Secretary of State Rex Tillerson has been considering several options since President Donald Trump, late last year, declared Jerusalem to be Israel's capital and announced the United States would finally move its embassy there from Tel Aviv. Tillerson has said previously that building a new facility that satisfies the significant security requirements is a complex process involving site-selection, permitting and construction. He's said that process is starting immediately but will take at least three years.
Yet a temporary plan that has been presented to Tillerson would see an existing U.S. consular building in West Jerusalem designated as the interim embassy until the new one is built, three U.S. officials said. The officials weren't authorized to discuss the situation by name and demanded anonymity.
Under the most likely scenario, U.S. Ambassador to Israel David Friedman and a handful of top aides and support staff would open temporary offices in the Jerusalem annex by this spring - possibly as early as April, the officials briefed on the matter said. Friedman and the others would retain their workspaces in the old embassy building in Tel Aviv, but the step would allow Trump to say that technically the embassy had moved.

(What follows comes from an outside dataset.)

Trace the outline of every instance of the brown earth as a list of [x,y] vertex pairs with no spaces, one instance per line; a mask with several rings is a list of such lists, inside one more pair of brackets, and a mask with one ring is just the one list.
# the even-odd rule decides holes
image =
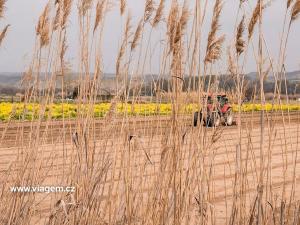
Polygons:
[[[264,168],[264,187],[270,190],[264,192],[264,198],[267,199],[267,195],[272,193],[272,204],[277,206],[280,199],[290,199],[293,188],[296,190],[292,197],[293,202],[300,200],[300,191],[297,189],[300,185],[299,115],[294,113],[290,119],[286,117],[285,121],[282,121],[280,115],[274,116],[272,120],[270,116],[265,117],[263,135],[259,114],[243,115],[240,150],[238,126],[193,128],[190,126],[191,118],[180,121],[178,133],[181,136],[176,138],[181,137],[182,140],[178,142],[181,146],[178,151],[180,163],[176,176],[180,177],[178,185],[183,188],[180,191],[183,202],[186,203],[183,210],[186,215],[190,215],[184,218],[185,224],[193,224],[196,220],[199,213],[199,193],[203,193],[203,188],[208,193],[205,197],[207,218],[214,220],[215,224],[229,222],[233,202],[245,202],[244,210],[249,213],[258,193],[261,165]],[[46,127],[44,123],[39,126],[41,135],[38,143],[34,145],[34,151],[30,143],[34,143],[37,136],[32,132],[32,124],[2,125],[1,183],[14,180],[18,172],[23,170],[25,158],[33,154],[28,168],[37,168],[39,177],[43,178],[37,186],[68,186],[70,177],[77,172],[75,165],[88,165],[91,159],[83,157],[81,151],[84,150],[78,149],[76,141],[72,139],[71,134],[78,127],[76,123],[68,121],[66,124],[64,128],[60,122],[50,124],[48,129],[43,128]],[[113,203],[110,204],[116,206],[113,207],[116,211],[124,210],[122,202],[124,203],[125,196],[139,199],[138,203],[134,203],[140,207],[136,209],[139,215],[142,213],[139,209],[147,208],[149,199],[157,191],[164,191],[163,187],[158,188],[158,184],[161,181],[167,183],[170,179],[170,167],[165,165],[165,161],[170,161],[173,154],[172,140],[175,137],[171,127],[169,118],[155,117],[117,120],[110,124],[96,121],[95,128],[89,130],[89,135],[95,134],[94,140],[89,142],[89,149],[95,151],[94,165],[99,168],[106,163],[109,165],[106,177],[101,181],[99,193],[99,198],[103,198],[101,205],[105,219],[108,219],[107,202],[112,199]],[[68,132],[64,132],[66,130]],[[22,134],[23,137],[20,138]],[[66,138],[63,138],[64,135]],[[79,137],[78,141],[81,140]],[[8,172],[10,176],[7,178],[5,174]],[[203,180],[206,184],[201,186]],[[185,186],[185,183],[188,185]],[[82,187],[76,187],[80,188]],[[171,198],[172,189],[170,186],[166,188]],[[55,193],[39,193],[36,196],[34,221],[37,223],[43,223],[45,217],[56,210],[55,203],[64,198],[64,194]]]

Most embassy operations would remain in Tel Aviv in the short-term, so the annex would effectively be a satellite branch of the Tel Aviv facility. But supporters of the move could make the case that the administration had followed through on its pledge to move the embassy to the holy city and that Tel Aviv staff is merely supporting the Jerusalem office.
Two of the officials say Vice President Mike Pence, a vocal pro-Israel advocate within Trump's administration, has been pushing the State Department to accept the proposal quickly so that Pence can announce it during a highly anticipated trip to Israel. Pence was departing Friday evening for his visit to the Middle East.